If there is such a process, are you willing to try it, even at your own
hurt? Will it require some sacrifices of your own part? Are you willing
to make such sacrifices, no matter what or who they affect, for better
or for worse?
What lengths will you go to in order for that second skin, that
change, to even think of coming out? And when it does come out, how
will it be? Painful? Calm? Just plain strange? Will it even be worth it
to go the length you went, that sacrifice(s) you made, to actually
experience it?
Or will you feel ambivalent toward actually taking that step and back
out? And if that happens, will you have no future regrets, or will you
spend the rest of your life pondering over what could/would/should have
been? How far will such thoughts drive you, torment you? Back to the
crossroads to face that decision again, this time with a different
reaction or answer than the last time, or closer into insanity?

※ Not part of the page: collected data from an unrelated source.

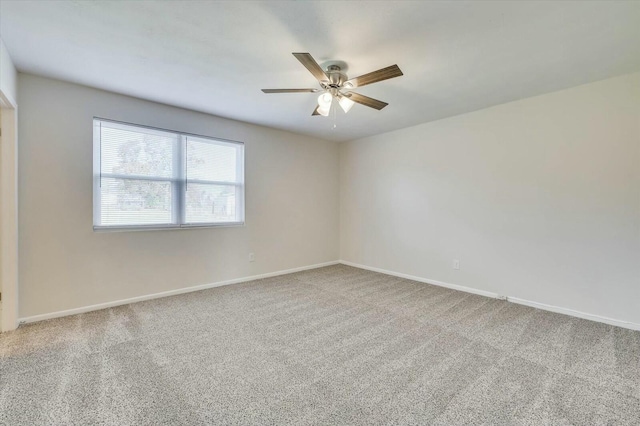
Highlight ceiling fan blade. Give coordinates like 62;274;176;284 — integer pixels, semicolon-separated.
343;92;388;110
261;88;319;93
293;53;329;83
344;64;403;88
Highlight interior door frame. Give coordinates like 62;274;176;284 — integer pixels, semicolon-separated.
1;89;18;332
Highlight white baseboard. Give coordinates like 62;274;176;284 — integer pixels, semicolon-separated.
506;297;640;331
339;260;640;331
18;259;640;332
18;261;340;325
338;260;502;299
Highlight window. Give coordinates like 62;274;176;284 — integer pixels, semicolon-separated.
93;119;244;230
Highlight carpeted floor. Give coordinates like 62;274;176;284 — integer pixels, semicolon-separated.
1;265;639;425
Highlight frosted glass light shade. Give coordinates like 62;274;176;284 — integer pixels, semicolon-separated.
317;93;333;116
338;96;355;113
318;93;333;107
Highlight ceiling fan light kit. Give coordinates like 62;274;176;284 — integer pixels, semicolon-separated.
262;52;403;116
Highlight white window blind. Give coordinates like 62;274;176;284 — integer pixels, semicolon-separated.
93;119;244;230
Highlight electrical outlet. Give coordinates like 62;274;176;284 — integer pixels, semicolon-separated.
453;259;460;270
249;253;255;262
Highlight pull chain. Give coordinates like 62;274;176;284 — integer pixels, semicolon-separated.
332;99;337;130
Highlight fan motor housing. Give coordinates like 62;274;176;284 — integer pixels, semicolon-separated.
324;65;347;89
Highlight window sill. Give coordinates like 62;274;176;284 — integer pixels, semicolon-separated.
93;222;245;233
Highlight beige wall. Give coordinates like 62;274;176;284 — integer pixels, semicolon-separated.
18;73;339;318
340;73;640;326
16;71;640;327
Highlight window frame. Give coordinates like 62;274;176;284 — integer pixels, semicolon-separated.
93;118;245;232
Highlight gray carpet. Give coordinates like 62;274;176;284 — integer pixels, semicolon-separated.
1;265;639;425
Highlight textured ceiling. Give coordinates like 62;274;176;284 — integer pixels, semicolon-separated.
1;1;639;142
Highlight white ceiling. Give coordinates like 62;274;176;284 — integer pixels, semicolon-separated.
1;1;639;142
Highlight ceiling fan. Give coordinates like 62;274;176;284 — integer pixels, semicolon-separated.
262;53;403;116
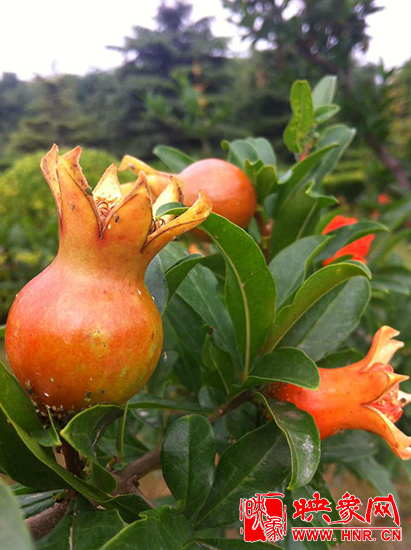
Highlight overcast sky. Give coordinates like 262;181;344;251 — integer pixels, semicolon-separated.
1;0;410;80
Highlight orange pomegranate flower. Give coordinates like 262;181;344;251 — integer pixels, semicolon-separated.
322;215;375;266
268;327;411;459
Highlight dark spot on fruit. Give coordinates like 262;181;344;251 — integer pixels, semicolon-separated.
101;390;105;394
86;391;92;398
115;215;120;223
71;204;75;211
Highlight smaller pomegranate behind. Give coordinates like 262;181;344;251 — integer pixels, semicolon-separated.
5;145;211;416
119;155;257;231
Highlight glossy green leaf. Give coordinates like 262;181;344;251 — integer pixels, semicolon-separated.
0;404;111;501
316;220;387;263
270;180;337;255
0;478;34;550
31;408;61;447
100;506;193;550
317;348;363;369
153;145;194;172
321;431;378;463
255;164;277;202
314;104;340;124
282;277;371;361
202;335;238;395
61;405;123;460
162;415;216;518
145;255;168;315
221;139;258;168
165;253;204;303
199;213;276;377
161;243;238;361
263;261;371;353
246;137;276;165
129;392;213;413
257;395;320;490
102;494;152;523
269;235;330;308
229;347;319;397
373;265;411;295
309;124;356;186
312;75;337;109
283;80;314;154
0;325;5;338
195;423;290;529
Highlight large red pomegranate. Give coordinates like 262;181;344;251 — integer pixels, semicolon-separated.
5;145;211;415
119;155;257;230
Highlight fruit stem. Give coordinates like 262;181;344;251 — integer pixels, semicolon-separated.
256;212;273;264
61;439;83;480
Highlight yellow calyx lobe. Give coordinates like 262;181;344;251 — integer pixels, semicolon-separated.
40;144;212;267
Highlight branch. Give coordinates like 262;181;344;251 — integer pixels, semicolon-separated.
26;500;69;541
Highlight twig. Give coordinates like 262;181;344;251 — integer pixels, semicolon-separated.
26;500;69;541
114;447;162;496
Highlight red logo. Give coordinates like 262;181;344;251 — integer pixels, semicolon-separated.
239;492;402;543
239;493;287;542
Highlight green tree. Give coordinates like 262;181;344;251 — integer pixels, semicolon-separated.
223;0;411;190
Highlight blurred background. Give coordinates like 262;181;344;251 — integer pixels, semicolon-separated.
1;0;411;324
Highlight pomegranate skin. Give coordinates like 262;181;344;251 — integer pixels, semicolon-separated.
5;145;212;415
178;159;257;229
6;261;162;415
120;156;257;230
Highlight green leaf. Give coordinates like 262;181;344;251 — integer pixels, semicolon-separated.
246;137;276;165
162;415;216;518
282;277;371;361
257;395;320;490
316;220;387;263
16;490;58;519
129;392;213;413
0;325;5;338
165;253;204;303
263;261;371;354
61;405;123;460
270;180;337;256
195;423;290;529
229;347;319;397
155;201;185;220
317;348;363;369
199;214;276;377
0;403;111;501
283;80;314;154
72;497;127;550
314;104;340;124
31;408;61;447
153;145;194;173
161;243;238;362
202;335;238;395
309;124;356;186
380;194;411;231
221;139;258;169
350;457;398;501
102;494;151;523
255;164;277;202
0;478;34;550
312;75;337;109
99;506;194;550
269;235;330;308
321;431;378;463
145;255;168;315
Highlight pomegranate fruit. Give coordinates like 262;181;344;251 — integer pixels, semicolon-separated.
5;145;211;415
267;326;411;459
119;155;257;230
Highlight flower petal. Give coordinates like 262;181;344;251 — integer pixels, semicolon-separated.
358;326;404;371
141;190;212;264
365;405;411;460
152;176;184;226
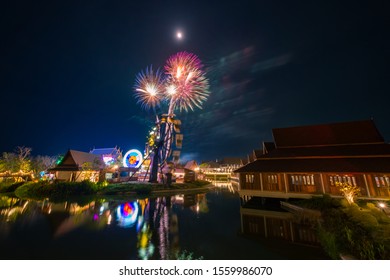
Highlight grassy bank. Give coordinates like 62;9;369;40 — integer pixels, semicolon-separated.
8;180;211;201
14;180;105;200
292;195;390;259
98;180;210;195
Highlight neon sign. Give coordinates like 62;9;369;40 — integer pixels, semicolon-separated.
102;155;114;165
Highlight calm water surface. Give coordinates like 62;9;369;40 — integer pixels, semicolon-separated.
0;184;328;259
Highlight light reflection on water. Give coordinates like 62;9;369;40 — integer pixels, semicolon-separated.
0;184;328;260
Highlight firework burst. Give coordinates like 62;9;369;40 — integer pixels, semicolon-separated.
134;66;165;110
164;51;210;113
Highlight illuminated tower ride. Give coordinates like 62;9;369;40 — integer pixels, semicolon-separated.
133;52;209;182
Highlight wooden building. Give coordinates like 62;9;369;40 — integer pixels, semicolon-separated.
234;120;390;200
50;150;103;182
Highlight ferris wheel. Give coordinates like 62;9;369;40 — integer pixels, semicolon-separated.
133;51;209;183
142;114;183;182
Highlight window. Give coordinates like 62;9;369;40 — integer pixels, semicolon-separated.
267;175;278;184
329;175;357;186
245;174;254;183
374;175;390;188
290;174;315;185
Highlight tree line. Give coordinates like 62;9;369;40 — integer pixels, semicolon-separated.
0;146;59;180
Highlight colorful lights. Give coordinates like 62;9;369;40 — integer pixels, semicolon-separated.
102;155;114;165
116;202;139;228
164;51;209;113
133;51;209;115
123;149;143;168
56;155;64;165
134;67;165;110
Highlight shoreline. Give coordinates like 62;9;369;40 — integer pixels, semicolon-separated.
0;180;216;201
98;184;216;196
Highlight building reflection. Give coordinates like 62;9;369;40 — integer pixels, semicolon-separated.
0;193;208;259
240;197;320;246
209;180;239;194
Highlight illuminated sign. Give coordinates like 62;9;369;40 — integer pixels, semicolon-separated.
102;155;114;165
123;149;143;168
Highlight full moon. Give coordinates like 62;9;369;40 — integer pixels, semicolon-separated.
176;31;183;39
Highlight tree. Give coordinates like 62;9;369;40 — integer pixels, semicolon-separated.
0;147;33;182
336;182;360;205
16;146;32;173
31;155;57;178
0;152;19;173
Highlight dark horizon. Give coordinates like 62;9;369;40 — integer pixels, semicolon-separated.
1;0;389;162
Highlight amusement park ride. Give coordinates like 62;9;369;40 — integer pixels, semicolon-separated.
128;51;210;183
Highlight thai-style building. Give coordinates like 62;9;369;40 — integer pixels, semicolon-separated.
234;120;390;200
50;150;103;182
89;147;122;166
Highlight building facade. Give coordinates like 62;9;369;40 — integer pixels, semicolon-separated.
234;120;390;200
50;150;103;182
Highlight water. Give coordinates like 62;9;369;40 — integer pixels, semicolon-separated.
0;184;328;259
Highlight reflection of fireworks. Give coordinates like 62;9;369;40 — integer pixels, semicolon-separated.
134;66;165;110
165;52;210;113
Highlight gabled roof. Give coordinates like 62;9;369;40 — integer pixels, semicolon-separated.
263;142;276;153
184;160;198;170
50;150;103;171
235;120;390;174
253;149;263;159
200;161;220;168
71;150;102;166
272;120;384;148
219;157;242;165
90;147;121;156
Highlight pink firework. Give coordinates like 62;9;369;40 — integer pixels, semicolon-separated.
164;52;209;113
134;66;165;110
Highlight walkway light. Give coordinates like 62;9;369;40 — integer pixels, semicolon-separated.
378;202;386;209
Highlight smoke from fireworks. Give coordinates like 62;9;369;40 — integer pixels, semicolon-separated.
164;51;210;113
134;66;165;110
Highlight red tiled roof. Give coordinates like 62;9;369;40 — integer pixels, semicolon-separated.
272;120;384;148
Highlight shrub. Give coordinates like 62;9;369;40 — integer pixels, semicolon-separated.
0;181;25;193
295;195;390;259
14;180;104;200
317;226;339;259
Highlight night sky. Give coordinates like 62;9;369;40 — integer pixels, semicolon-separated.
1;0;389;162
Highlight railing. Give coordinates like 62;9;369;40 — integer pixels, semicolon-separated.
280;201;321;221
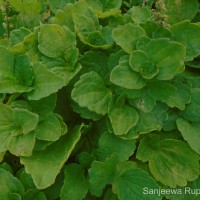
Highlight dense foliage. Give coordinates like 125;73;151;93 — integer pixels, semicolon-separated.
0;0;200;199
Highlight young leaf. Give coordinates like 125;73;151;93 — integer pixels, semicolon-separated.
139;38;186;80
12;108;39;135
110;60;146;89
35;114;62;141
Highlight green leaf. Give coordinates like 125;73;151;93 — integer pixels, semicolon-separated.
0;129;12;152
54;114;67;136
10;28;31;46
129;51;158;79
125;103;168;139
14;54;33;87
128;88;156;113
27;63;65;100
0;104;13;151
60;164;88;200
112;23;146;53
72;102;102;121
130;6;152;23
21;124;85;189
98;132;136;160
139;38;186;80
35;114;62;141
112;167;161;200
0;46;14;76
160;0;199;24
38;24;75;58
103;189;118;200
50;63;82;85
51;4;75;31
177;118;200;155
12;108;39;135
0;103;13;128
79;51;109;77
8;132;35;157
71;72;112;115
10;0;41;14
148;81;177;103
166;176;200;200
137;134;199;187
48;0;75;14
110;60;146;89
101;0;122;11
30;93;57;117
0;76;33;94
89;155;118;197
23;189;47;200
180;89;200;121
0;193;21;200
0;168;24;196
73;11;113;49
16;168;35;191
108;101;139;135
165;77;191;110
0;104;38;152
0;152;5;162
129;50;148;72
170;21;200;61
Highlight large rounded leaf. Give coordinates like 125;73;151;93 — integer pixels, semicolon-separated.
112;166;161;200
159;0;199;24
60;164;88;200
171;21;200;61
38;24;75;58
137;134;199;187
177;118;200;154
21;124;85;189
27;63;65;100
0;168;24;196
112;23;146;53
71;72;112;115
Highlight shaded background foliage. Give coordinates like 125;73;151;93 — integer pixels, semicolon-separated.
0;0;200;200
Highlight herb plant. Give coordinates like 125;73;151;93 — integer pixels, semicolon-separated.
0;0;200;200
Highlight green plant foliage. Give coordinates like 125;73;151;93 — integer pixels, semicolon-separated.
0;0;200;199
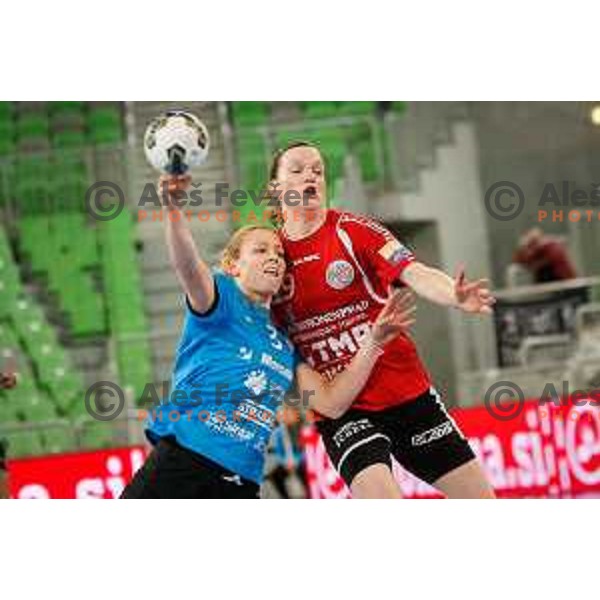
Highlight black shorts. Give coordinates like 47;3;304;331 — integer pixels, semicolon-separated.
120;438;260;499
317;388;475;487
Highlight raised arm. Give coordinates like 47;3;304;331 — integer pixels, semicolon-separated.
400;262;495;315
295;290;416;419
161;174;215;314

I think of such questions as I stand at the crossroads. I wish to go
blindly forward, and say, “screw it all”, but my conscience calls me to
the past and what happened to me back then; the present with what I am
faced with now in the mundane; the future with its uncertainty.
There are so many roads before me, I’m sure. Yet there are just
as many questions that continue to plague me, blind me to the open
roads. I wait for that day when the second skin I possess, that of the
snow leopard which I desire to know, will show itself, I sure do.
But with so many questions blinding me, and so many roads, so many
options, so many possibilities, so many consequences, I gradually lose
myself in the madness of it all.
As a result, I still stand, even more paralyzed than before, at the crossroads.